On Mon, Dec 18, 2000 at 03:21:05PM +0000, Nick Ing-Simmons wrote:
> Simon Cozens <[EMAIL PROTECTED]> writes:
> >
> >So, before we start even thinking about what we need, it's time to look at the
> >vexed question of string representation. How do we do Unicode without getting
> >into the horrendous non-Latin1 cockups we're seeing on p5p right now? 
> 
> Well - my theorist's answer is that everything is Unicode - like Java.

That would be nice, yes.

> As I pointed out on p5p even EBCDIC machines can use that model - but 
> the downside is that ord('A') == 65 which will breaks backward compatibility 
> with EBCDIC scripts. 

Maybe we need $ENV{PERL_ENCODING} to control ord() and chr(), too?
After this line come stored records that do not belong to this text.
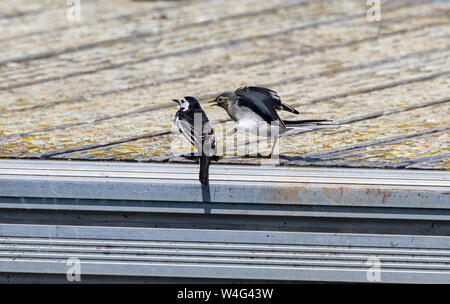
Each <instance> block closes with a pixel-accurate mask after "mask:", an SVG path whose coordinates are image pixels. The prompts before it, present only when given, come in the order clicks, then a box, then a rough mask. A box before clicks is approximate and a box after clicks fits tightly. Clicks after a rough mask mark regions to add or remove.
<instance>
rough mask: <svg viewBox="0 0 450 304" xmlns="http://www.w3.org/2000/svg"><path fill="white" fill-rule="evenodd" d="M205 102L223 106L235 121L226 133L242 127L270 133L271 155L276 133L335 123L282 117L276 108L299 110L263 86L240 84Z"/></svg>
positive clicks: (275, 137)
mask: <svg viewBox="0 0 450 304" xmlns="http://www.w3.org/2000/svg"><path fill="white" fill-rule="evenodd" d="M209 102H210V103H212V104H213V105H216V106H219V107H221V108H223V109H225V111H226V112H227V113H228V115H229V116H230V118H231V119H232V120H234V121H235V122H236V123H237V125H236V127H235V128H234V129H233V131H232V132H231V133H230V134H234V133H235V132H237V131H238V130H245V131H247V132H250V133H253V134H256V135H259V136H266V137H274V142H273V144H272V150H271V152H270V154H269V156H268V157H271V156H272V153H273V151H274V148H275V144H276V141H277V139H278V136H279V135H281V134H283V133H284V132H286V131H288V130H291V129H296V130H314V129H324V128H336V127H337V126H338V125H336V124H328V123H325V122H329V121H330V120H328V119H307V120H282V119H281V118H280V116H279V115H278V113H277V110H283V111H287V112H291V113H294V114H300V113H299V112H298V111H297V110H296V109H294V108H293V107H291V106H289V105H287V104H284V103H282V102H281V98H280V97H279V96H278V94H277V93H276V92H275V91H273V90H271V89H268V88H264V87H256V86H246V87H242V88H239V89H237V90H236V91H235V92H224V93H222V94H220V95H219V96H217V97H216V98H215V99H213V100H211V101H209Z"/></svg>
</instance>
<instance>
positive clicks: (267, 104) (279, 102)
mask: <svg viewBox="0 0 450 304" xmlns="http://www.w3.org/2000/svg"><path fill="white" fill-rule="evenodd" d="M235 94H236V102H237V105H238V106H244V107H247V108H249V109H250V110H252V111H253V112H255V113H256V114H258V115H259V116H260V117H261V118H262V119H263V120H265V121H266V122H267V123H269V124H270V123H271V122H272V121H276V122H278V123H279V124H280V126H282V127H283V128H285V125H284V123H283V121H282V120H281V119H280V116H278V113H277V111H276V109H277V108H280V107H281V100H280V97H279V96H278V95H277V93H276V92H275V91H272V90H270V89H266V88H261V87H242V88H239V89H237V90H236V92H235Z"/></svg>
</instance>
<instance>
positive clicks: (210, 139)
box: [174, 113, 216, 156]
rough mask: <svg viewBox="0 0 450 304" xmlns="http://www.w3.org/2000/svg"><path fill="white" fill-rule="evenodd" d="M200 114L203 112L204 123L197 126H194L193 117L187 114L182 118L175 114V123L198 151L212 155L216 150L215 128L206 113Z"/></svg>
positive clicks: (175, 124) (202, 116) (208, 155)
mask: <svg viewBox="0 0 450 304" xmlns="http://www.w3.org/2000/svg"><path fill="white" fill-rule="evenodd" d="M199 114H202V125H199V126H198V127H197V128H196V127H194V119H193V117H186V116H185V117H182V118H180V116H178V115H177V116H175V120H174V123H175V125H176V126H177V128H178V130H179V131H180V132H181V133H182V134H183V135H184V137H186V139H187V140H189V142H190V143H191V144H192V145H193V146H194V147H195V148H196V149H197V150H198V151H200V150H201V151H203V153H205V154H206V155H208V156H210V155H213V154H214V153H215V152H216V141H215V136H214V130H213V128H212V127H211V124H210V123H209V121H208V118H207V117H206V115H205V114H204V113H199ZM202 126H203V128H202ZM201 147H203V148H201Z"/></svg>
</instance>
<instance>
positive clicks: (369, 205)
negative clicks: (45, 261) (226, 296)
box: [0, 160, 450, 209]
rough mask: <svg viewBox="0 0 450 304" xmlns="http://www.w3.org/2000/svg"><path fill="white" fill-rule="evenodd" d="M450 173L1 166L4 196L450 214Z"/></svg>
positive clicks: (264, 169)
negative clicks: (239, 203) (178, 202)
mask: <svg viewBox="0 0 450 304" xmlns="http://www.w3.org/2000/svg"><path fill="white" fill-rule="evenodd" d="M449 175H450V174H449V173H448V172H434V171H425V170H423V171H413V170H411V171H409V170H376V169H372V170H369V169H348V170H347V169H318V168H279V167H278V168H276V167H241V166H212V167H211V170H210V183H211V185H210V186H209V187H207V188H205V187H203V188H202V187H201V185H200V184H199V183H198V180H197V178H198V166H195V165H167V164H166V165H156V164H117V166H114V165H112V164H105V163H102V162H95V163H94V162H92V163H88V164H86V163H83V162H61V161H37V160H36V161H34V160H33V161H25V162H24V161H13V160H0V194H1V196H3V197H25V198H26V197H40V198H43V197H45V198H72V199H96V200H100V199H104V200H137V201H143V200H152V201H160V202H186V201H189V202H216V203H243V204H253V203H256V204H261V203H267V204H291V205H316V206H323V205H325V206H360V207H406V208H411V207H413V208H437V209H449V208H450V204H449V200H450V198H449V195H448V193H449V187H450V178H449Z"/></svg>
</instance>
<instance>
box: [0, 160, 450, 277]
mask: <svg viewBox="0 0 450 304" xmlns="http://www.w3.org/2000/svg"><path fill="white" fill-rule="evenodd" d="M197 170H198V168H197V166H196V165H181V164H150V163H117V162H114V163H112V162H82V161H45V160H43V161H41V160H0V210H1V211H0V278H3V279H5V277H4V276H2V275H1V273H4V274H15V275H17V274H28V275H31V276H32V277H33V278H36V280H39V278H40V279H41V280H45V278H48V277H46V276H44V275H47V274H53V275H56V274H64V273H65V271H67V265H66V264H65V263H66V261H67V259H68V258H69V257H78V258H79V259H80V260H81V262H82V269H83V270H82V273H83V275H84V276H85V277H86V278H89V277H94V276H95V277H97V278H98V277H106V278H107V277H121V278H124V280H126V278H130V277H148V278H156V279H157V278H160V279H163V278H177V279H179V278H185V279H192V280H194V281H195V279H198V280H200V279H205V278H210V279H224V280H225V279H226V280H278V281H282V280H294V281H329V282H338V281H339V282H343V281H346V282H366V281H367V271H368V267H369V266H367V265H368V264H367V261H368V259H369V258H377V259H379V260H380V261H381V269H382V271H381V281H382V282H393V283H399V282H403V283H408V282H409V283H422V282H435V283H442V282H445V283H449V282H450V268H449V266H448V265H450V237H449V235H450V195H449V193H450V173H449V172H445V171H425V170H381V169H380V170H376V169H375V170H374V169H334V168H311V167H308V168H300V167H299V168H292V167H291V168H283V167H257V166H252V167H250V166H222V165H212V166H211V169H210V187H203V188H202V187H201V186H200V185H199V184H198V181H197V174H198V171H197ZM3 279H2V280H3ZM28 279H29V277H28Z"/></svg>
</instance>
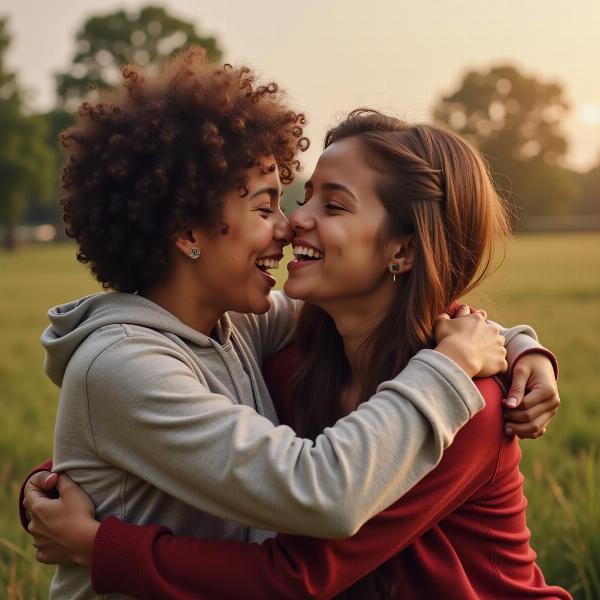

> Tagging a string with a repertoire and encoding is horrible - you are aware 

Indeed.  We have had a very rough ride trying to get just two
encodings to play well together, trying to support more simultaneously
would be pure combinatorial masochism.  I say we should strive for
converting everything to/from one agreed-upon internal encoding.  Yes,
this is somewhat counter to the idea 'no preferred internal encoding'.
After pondering about the issue I have come around to "Oh, yes, there
should be one preferred internal encoding.", otherwise we banish
ourselves to much nashing of the teeth.  Off-hand, I think it's only
when there would be information loss when the One True Encoding
conversion shouldn't be done.  What's the OTE, then?  Well, UTF-16 or
UTF-32, I guess.  The redeeming features of UTF-8, that it is 1:1 for
ASCII, and also compact for ASCII, frankly are getting rather thing in
my eyes.

> The only sane compromise I can imagine is close to what we have at the 
> moment with maybe a few extra special cases in the "flags" bits:
>    ASCII only           (0..7f)
>    Native-single-byte   (iso8859-x, IBM1047)
>    wchar_t 
>    UTF-8
>    UNICODE

Maybe.

-- 
$jhi++; # http://www.iki.fi/jhi/
        # There is this special biologist word we use for 'stable'.